The function `f(x)=e^(x+1)(4x^2-16x+11)` is :

To analyze the function \( f(x) = e^{(x+1)}(4x^2 - 16x + 11) \) for intervals of increase and decrease, we will follow these steps: ### Step 1: Differentiate the function We need to find the derivative \( f'(x) \) using the product rule. The product rule states that if \( f(x) = u(x)v(x) \), then \( f'(x) = u'(x)v(x) + u(x)v'(x) \).
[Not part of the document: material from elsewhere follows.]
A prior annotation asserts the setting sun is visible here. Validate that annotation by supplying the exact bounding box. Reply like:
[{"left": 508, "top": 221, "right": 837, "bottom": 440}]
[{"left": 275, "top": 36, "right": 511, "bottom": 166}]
Let: - \( u(x) = e^{(x+1)} \) - \( v(x) = 4x^2 - 16x + 11 \) Now, we differentiate both \( u(x) \) and \( v(x) \): - \( u'(x) = e^{(x+1)} \) (since the derivative of \( e^x \) is \( e^x \)) - \( v'(x) = 8x - 16 \) (using the power rule) Now, applying the product rule: \[ f'(x) = u'(x)v(x) + u(x)v'(x) = e^{(x+1)}(4x^2 - 16x + 11) + e^{(x+1)}(8x - 16) \] ### Step 2: Set the derivative to zero To find the critical points, we set \( f'(x) = 0 \): \[ e^{(x+1)}(4x^2 - 16x + 11 + 8x - 16) = 0 \] Since \( e^{(x+1)} \) is never zero, we focus on the quadratic: \[ 4x^2 - 8x - 5 = 0 \] ### Step 3: Solve the quadratic equation We can use the quadratic formula: \[ x = \frac{-b \pm \sqrt{b^2 - 4ac}}{2a} \] Here, \( a = 4, b = -8, c = -5 \): \[ x = \frac{8 \pm \sqrt{(-8)^2 - 4 \cdot 4 \cdot (-5)}}{2 \cdot 4} \] Calculating the discriminant: \[ 64 + 80 = 144 \] Thus, \[ x = \frac{8 \pm 12}{8} \] Calculating the two roots: 1. \( x = \frac{20}{8} = \frac{5}{2} \) 2. \( x = \frac{-4}{8} = -\frac{1}{2} \) ### Step 4: Analyze the sign of \( f'(x) \) We have critical points at \( x = -\frac{1}{2} \) and \( x = \frac{5}{2} \). We will test intervals around these points to determine where \( f'(x) \) is positive or negative. - **Interval 1**: \( (-\infty, -\frac{1}{2}) \) - **Interval 2**: \( (-\frac{1}{2}, \frac{5}{2}) \) - **Interval 3**: \( (\frac{5}{2}, \infty) \) Choose test points: 1. For \( x = -1 \) in Interval 1: \[ f'(-1) = e^{0}(4(-1)^2 - 8(-1) - 5) = 4 + 8 - 5 = 7 > 0 \] So, \( f'(x) > 0 \) in this interval. 2. For \( x = 0 \) in Interval 2: \[ f'(0) = e^{1}(4(0)^2 - 8(0) - 5) = e^{1}(-5) < 0 \] So, \( f'(x) < 0 \) in this interval. 3. For \( x = 3 \) in Interval 3: \[ f'(3) = e^{4}(4(3)^2 - 8(3) - 5) = e^{4}(36 - 24 - 5) = e^{4}(7) > 0 \] So, \( f'(x) > 0 \) in this interval. ### Conclusion - The function \( f(x) \) is **increasing** on the intervals \( (-\infty, -\frac{1}{2}) \) and \( (\frac{5}{2}, \infty) \). - The function \( f(x) \) is **decreasing** on the interval \( (-\frac{1}{2}, \frac{5}{2}) \).